Combats

A l’aube du 23 juin 1916, Froideterre est encore à 1700 mètres de la première ligne contenue en avant de Thiaumont. Le fort de Vaux enlevé le 7 juin, les Allemands tentent un bond ultime et décisif sur la ligne Froideterre-Fleury-Souville, dernier verrou devant Verdun. A partir du 20 juin, ils procèdent à des bombardements massifs, avec des pièces de rupture (305 et 380) et des obus à gaz.

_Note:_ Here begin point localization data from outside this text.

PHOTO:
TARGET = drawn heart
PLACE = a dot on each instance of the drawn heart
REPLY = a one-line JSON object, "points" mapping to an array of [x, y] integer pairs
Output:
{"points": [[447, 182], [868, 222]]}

Le 21 juin, c’est un véritable tir de démoliton qui laboure les dessus de l’ouvrage, comme en témoigne le journal du fort : « Violent bombardement toute la journée. 500 obus dont 100 de très gros calibre et vingt sur le casernement (…), le réseau de fil de fer est détruit. La grille n’existe plus. La superstructure est un véritable chaos, ainsi que la cour intérieure : les morts qui y sont ensevelis sont à tous moments déterrés et reportés plus loin, brassés dans la terre argileuse ».A l’intérieur de l’ouvrage, les conditions de survie des défenseurs sont devenues tragiques : «Les malades et les blessés étaient nombreux. Il était à peu près impossible de les évacuer par suite du bombardement presque continu. On vivait la plupart du temps dans l’obscurité, toutes les issues étant fermées et la lumière par bougies était très économisée. L’eau était très rare : elle était parcimonieusement tirée d’une citerne qui en contenait une certaine quantité, mais malsaine : il fallait la javelliser. L’air ne parvenait que par les quatre créneaux de mitrailleuses placés dans les portes d’accès ».

Les communications avec l’extérieur sont devenues impossibles. On entame les vivres de réserve et le port du masque à gaz est quasi permanent. Un 305 crève le plafond et le mur de la caserne, et le capitaine Dartigues, commandant de l’ouvrage, doit enrayer un début de panique, mais dans l’ensemble les bétonnages et les cuirassements sont préservés. Seule la tourelle de mitrailleuse droite, regardant vers le nord, reste coincée et ne peut plus pivoter.

Le 23 juin à 6 heures 30, l’assaut des bataillons bavarois submerge l’abri 320, l’ouvrage de Thiaumont, et progresse vers Froideterre, enlevant successivement les abris PC 118, PC 119 et PC 120.

Vers 8 heures, l’observatoire de la caserne repère des éléments avancés. L’ouvrage, sous une pluie d’obus, est alors mis en défense. Vers 9 heures 30, le bombardement cesse, les tirs s’allongent pour empêcher l’acheminement des renforts.  Les Allemands abordent le glacis sans résistance car la tourelle de mitrailleuse coincée ne peut les pointer. Contournant l’ouvrage, ils se présentent à l’entrée où les mitrailleurs du bloc de 75, postés dans l’enfilade du chemin d’accès, les arrêtent. Ils grimpent alors sur la caserne et jettent des grenades dans la brèche du 21 juin : un dépôt de fusées explose et les fait évacuer des dessus, qu’ils croient alors minés et prêts à sauter. Ils campent alors leurs positions dans les entonnoirs de la cour. C’est alors que la tourelle de 75 les crible de projectiles en tirant des boites à mitraille et les contraint au repli. Il est alors 11 heures. Les fusées de signalisation ayant brûlé, privé de liaison optique, un coureur file vers l’arrière pour signaler la situation critique et demander la contre-attaque.

Celle-ci viendra vers midi, forçant finalement les Allemands à abandonner l’ouvrage et à se replier sur près de 600 mètres sous le feu des tourelles de Froideterre. Au soir du 23 juin, qui dès lors marquera la date anniversaire de la Bataille de Verdun, l’assaut est donc contenu par le sacrifice de nombreuses unités et la résistance des fortifications de Froideterre.